Tidak seperti buaya kerdil yang tinggal di dalam hutan pemakan ikan dan krustasea, jenis di dalam gua biasanya mengonsumsi kelelawar. Faktanya, mungkin ini yang menjadi alasan buaya-buaya tersebut bermigrasi ke jaringan gua.
“Ada sekitar sepuluh ribu kelelawar di dalam gua,” ujar Testa. Ketika para peneliti menganalisis isi perut buaya, mereka menemukan tulang-tulang kelelawar dan bulu yang bercampur dengan jangkrik.
Beberapa buaya jantan besar juga berwarna oranye. Ini tidak mungkin karena mutasi genetik. Kemungkinan besar warna oranye tersebut berasal dari hasil ‘berendam’ dalam kotoran kelelawar.
“Tinja kelelawar sebagian besar mengandung urea. Ketika buaya-buaya tersebut duduk di atasnya, kami pikir itu yang menyamarkan kulit asli mereka,” kata Shirley.
Penghuni awal di dalam gua
Buaya gua ditemukan pertama kali pada 2008 oleh arkeolog Richard Oslisly.
Berapa lama mereka tinggal di sana belum diketahui dengan jelas. Shirley memperkirakan, paling tidak itu ribuan tahun yang lalu ketika buaya-buaya ini mencari gua sebagai tempat perlindungan atau sumber makanan.
(Baca juga: Reptil Bergigi Tajam ini Kerabat Buaya, Benarkah?)
Ratusan generasi dibutuhkan untuk membentuk tanda genetik unik seperti yang mereka miliki.
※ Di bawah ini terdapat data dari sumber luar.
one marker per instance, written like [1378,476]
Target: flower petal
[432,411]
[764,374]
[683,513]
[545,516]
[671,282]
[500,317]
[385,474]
Lagipula, buaya kerdil bisa hidup 50 hingga 100 tahun.
Sebagai tambahan untuk menemukan apa penyebab keunikan populasi ini, Shirley mengatakan, mempelajari buaya gua dapat memberi tahu ilmuwan bagaimana mereka beradaptasi dengan habitat yang tidak ramah tersebut.
Buaya biasanya diurnal (aktif di siang hari) dan bergantung pada sinar Matahari untuk mengatur metabolismenya. Namun, buaya-buaya dalam gua itu bisa bertahan tanpa cahaya sepanjang hidup mereka.